Effect of Amino Acid Imbalance on Plasma and Tissue Free Amino Acids in the Rat

Abstract
Plasma and tissue free amino acids were measured in rats trained to eat a single meal for 1 hour daily, at intervals after they had been fed a low protein diet or an amino acid-imbalanced diet containing 5.4% of an amino acid mixture lacking threonine. The plasma concentration of the most limiting amino acid, threonine, in rats fed the imbalanced diet, fell rapidly below both the fasting value and the value for rats fed the control diet. The pattern of changes of threonine in the systemic plasma appeared to be a reflection of the changes occurring in the muscle. The pattern of changes in the liver, however, differed from those in muscle and plasma. Threonine concentration in liver of rats fed the imbalanced diet did not fall below that of the control at the 3- and 5-hour intervals. Threonine concentration of intestinal tissues of the imbalanced group was high compared with those of plasma and muscle.

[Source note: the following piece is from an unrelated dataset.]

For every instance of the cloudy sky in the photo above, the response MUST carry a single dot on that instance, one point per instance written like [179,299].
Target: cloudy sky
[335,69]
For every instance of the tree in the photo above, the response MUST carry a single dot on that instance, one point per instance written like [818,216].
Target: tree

Plasma threonine concentration of rats fed the imbalanced diet ad libitum paralleled food intake rather closely, i.e., threonine concentration fell below that of the control when food intake was depressed, but at the end of the 22-day experimental period increased above the control value when the food intake also increased above that of the control. Plasma amino acid pattern of rats fed a protein-free diet more closely resembled that of rats fed the control diet.